Delle valige consolari cariche di tritolo

I l Gamma spigava Ferraro, non si poteva”permettere il lusso d'un colpo di tosse, d'un soffio da cetaceo per espellere tutta quell'acqua salata che gli penetra nel naso“, perché anche della notte più scura qualcuno a bordo dei piroscafi mercantili potrebbe sempre insospettirsi. Una sentinella in calzette e camicia kaki, o un marinaio turco o greco armato alla bene e meglio potrebbe scorgere lo sbuffo del nuotatore all'assalto e dare l' allarme: “scagliare le lame delle fotoelettriche contro la superficie nera del mare, e poi far cantare la mitragliatrice nelle pozzanghere di luce, per l'incursore non ci sarebbe scampo”.

Per questo l'avvicinamento in nuoto a dorso, con le braccia tese sui fianchi imbottiti delle esplosivo portato nelle valige diplomatiche e suddiviso in bauletti, avviene nel massimo silenzio, pinneggiando sotto il livello dell'acqua per non far schiuma, e contando molto sui due piccoli galleggiantineri come la muta, che legati alle bretelle e alla cintura stretta in vita sostengono le cariche esplosive e il nuotatore d'assalto che si spinge verso l'obiettivo dormiente. Può contare solo su stesso, sulla forza del suo corpo e le capacità dei suoi polmini. Su un respiratore ARO e un orologio Officine Panerai al polso che segna il tempo con un poco di trizio sulle lancette. Per difendersi, un incursore come Ferraro, ha solo un coltello.

Navi negli abissi di Iskenderun

Fra giugno e agosto 1943 il diplomatico incursore conduce quattro diverse azioni di sabotaggio, minando lo scafo dell'Orioneun piroscafo greco da 7mila tonnellate; I l Kaituna, piroscafo da 10mila tonnellate; la Pianta di felce, motonave norvegese da 7mila tonnellate; e minò lo scafo del Principe siciliano, piroscafo britannico salvato da un'ispezione allo scafo durante la quale vennero scoperti i bauletti esplosivi piazzati da Ferraro. I bauletti esplosivi, come vengono chiamati, sono sempre due, e vengono posizionati con una precisione essenziale per far in modo che la nave non rimanga “solo” danneggiata, ma imbarchi acqua nelle paratie al punto da capovolgersi su un fianco e affondare. Ma non è tutto.

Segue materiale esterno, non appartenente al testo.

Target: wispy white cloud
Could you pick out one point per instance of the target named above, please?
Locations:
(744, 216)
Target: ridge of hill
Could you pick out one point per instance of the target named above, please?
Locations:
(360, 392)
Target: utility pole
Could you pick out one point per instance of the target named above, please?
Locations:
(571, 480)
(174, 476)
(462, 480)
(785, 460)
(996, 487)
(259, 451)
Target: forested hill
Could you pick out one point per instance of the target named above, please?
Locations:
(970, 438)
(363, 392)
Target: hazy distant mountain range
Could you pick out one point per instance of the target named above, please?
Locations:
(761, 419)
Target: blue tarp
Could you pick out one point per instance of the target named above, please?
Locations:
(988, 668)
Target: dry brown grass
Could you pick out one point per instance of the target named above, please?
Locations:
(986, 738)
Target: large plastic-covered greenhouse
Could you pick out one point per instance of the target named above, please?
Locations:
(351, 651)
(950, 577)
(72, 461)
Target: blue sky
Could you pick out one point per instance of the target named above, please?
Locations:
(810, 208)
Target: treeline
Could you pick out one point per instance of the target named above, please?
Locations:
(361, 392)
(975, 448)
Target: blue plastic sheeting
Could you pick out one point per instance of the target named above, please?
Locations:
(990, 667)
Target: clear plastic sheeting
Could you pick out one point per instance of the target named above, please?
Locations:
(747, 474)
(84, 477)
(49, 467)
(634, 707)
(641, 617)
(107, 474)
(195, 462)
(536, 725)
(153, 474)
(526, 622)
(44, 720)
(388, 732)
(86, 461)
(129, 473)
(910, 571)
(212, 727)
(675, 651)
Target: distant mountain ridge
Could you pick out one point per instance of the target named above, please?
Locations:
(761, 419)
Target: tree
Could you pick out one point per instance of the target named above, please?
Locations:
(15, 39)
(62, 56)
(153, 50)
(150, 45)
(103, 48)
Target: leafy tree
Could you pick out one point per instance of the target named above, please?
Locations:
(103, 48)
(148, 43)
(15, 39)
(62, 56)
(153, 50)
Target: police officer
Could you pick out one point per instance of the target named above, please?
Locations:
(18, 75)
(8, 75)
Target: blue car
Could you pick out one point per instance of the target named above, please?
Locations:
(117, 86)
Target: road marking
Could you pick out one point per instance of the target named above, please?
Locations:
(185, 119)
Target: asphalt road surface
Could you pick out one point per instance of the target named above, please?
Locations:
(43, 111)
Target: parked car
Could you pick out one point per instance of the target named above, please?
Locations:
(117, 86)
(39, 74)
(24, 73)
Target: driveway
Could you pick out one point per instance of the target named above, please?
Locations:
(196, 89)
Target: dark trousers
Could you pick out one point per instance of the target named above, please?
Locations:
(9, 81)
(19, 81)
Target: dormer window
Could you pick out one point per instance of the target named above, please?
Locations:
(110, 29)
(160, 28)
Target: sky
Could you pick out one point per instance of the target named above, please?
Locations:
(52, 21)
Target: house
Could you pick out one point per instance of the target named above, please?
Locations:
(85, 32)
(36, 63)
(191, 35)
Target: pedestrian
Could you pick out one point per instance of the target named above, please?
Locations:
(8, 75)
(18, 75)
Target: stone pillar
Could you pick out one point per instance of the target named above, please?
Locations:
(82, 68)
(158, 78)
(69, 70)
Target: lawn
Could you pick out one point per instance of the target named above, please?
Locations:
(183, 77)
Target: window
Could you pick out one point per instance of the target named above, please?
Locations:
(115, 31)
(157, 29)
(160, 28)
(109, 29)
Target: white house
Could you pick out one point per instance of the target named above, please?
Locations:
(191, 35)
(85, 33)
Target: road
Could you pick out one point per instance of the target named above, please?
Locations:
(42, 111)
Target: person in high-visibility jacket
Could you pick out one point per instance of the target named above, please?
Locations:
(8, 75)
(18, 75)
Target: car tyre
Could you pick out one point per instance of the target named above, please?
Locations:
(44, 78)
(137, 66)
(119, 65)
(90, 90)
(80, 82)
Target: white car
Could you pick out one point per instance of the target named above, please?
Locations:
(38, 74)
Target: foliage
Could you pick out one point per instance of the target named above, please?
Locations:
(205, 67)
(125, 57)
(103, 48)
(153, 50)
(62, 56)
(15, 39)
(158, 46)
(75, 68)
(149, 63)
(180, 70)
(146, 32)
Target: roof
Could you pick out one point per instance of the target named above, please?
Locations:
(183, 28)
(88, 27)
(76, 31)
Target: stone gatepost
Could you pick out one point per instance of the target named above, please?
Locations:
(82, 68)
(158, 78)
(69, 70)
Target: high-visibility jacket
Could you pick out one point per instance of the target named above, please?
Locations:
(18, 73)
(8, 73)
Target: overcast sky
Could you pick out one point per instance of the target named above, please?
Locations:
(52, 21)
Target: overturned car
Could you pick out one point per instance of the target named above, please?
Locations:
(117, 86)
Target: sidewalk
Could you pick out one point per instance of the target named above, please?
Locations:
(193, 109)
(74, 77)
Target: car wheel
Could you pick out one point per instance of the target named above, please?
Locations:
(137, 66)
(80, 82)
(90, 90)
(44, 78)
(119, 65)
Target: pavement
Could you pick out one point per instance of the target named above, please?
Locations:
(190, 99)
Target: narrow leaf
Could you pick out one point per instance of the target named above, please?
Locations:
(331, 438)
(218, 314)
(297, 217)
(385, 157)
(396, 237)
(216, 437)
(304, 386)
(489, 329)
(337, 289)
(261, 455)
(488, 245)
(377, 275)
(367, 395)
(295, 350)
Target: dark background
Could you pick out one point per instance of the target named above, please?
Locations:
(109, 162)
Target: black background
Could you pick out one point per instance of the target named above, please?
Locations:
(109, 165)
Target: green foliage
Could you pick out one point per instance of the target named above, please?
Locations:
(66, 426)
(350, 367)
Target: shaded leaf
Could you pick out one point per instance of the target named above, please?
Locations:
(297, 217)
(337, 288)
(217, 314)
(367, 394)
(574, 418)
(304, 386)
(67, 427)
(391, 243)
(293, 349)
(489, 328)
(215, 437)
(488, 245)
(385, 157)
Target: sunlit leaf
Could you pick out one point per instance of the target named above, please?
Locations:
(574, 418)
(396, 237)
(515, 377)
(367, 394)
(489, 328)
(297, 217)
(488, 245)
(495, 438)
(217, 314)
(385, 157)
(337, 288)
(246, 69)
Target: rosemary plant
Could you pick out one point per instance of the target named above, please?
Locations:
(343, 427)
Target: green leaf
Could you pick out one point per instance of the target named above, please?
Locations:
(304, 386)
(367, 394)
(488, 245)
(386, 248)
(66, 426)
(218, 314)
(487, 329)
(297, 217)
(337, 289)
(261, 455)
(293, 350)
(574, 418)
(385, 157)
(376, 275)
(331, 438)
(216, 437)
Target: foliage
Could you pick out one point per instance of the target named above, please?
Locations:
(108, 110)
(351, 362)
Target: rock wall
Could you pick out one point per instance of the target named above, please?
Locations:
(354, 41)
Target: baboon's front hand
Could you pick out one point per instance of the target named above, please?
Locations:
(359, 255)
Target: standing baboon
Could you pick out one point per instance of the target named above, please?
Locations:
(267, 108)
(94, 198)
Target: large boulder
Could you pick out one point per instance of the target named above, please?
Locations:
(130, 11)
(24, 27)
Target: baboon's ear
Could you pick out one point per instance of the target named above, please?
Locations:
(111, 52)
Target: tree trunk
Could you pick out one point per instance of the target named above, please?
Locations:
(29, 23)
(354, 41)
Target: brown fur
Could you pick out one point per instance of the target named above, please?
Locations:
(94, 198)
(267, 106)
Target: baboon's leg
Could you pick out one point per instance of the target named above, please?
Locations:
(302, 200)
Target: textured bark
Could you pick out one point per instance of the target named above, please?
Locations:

Gli esplosivi piazzati sono un prodigio d'astuzia bellica. Essi infatti non sono delle mie magnatiche a tempo, come quelle usate dagli incursori della Xª Mas a Gibilterra: sono degli ordigni esplosivi che vengono innescati da un sistema tarato per esplodere solo quando la piccola “elica” segna i 5 nodi di velocità raggiunti dalla nave. In questo modo, se affonderà, quando affonderà, si penserà a un sommergibile. Non ad un'azione di sabotaggio.

Queste azioni valsero a Luigi Ferraro la medaglia d'Oro al Valor Militare. Nota a margine: durante la sua missione diplomatica ad Alessandretta, Ferraro finse sempre di non saper nuotare per non dare nell'occhio e non destare facili sospetti in chi avesse cercato, chissà per quale ragione, un nuotatore capace di spingersi tanto a largo. Una beffa ben congegnata. Degna di un vero agente segreto, non di un “raccomandato” come tutti quanti credevano al consolato, e come credevano anche gli altri italiani di Alessandretta. Uno uomo grande e grosso, che invece di andare al fronte, si stava risparmiando la guerra nel cuore del Mediterraneo.

Un “innocuo perdigiorno” amante della bella vita e delle donne che aveva trovato un lasciapassare per tirare a campare.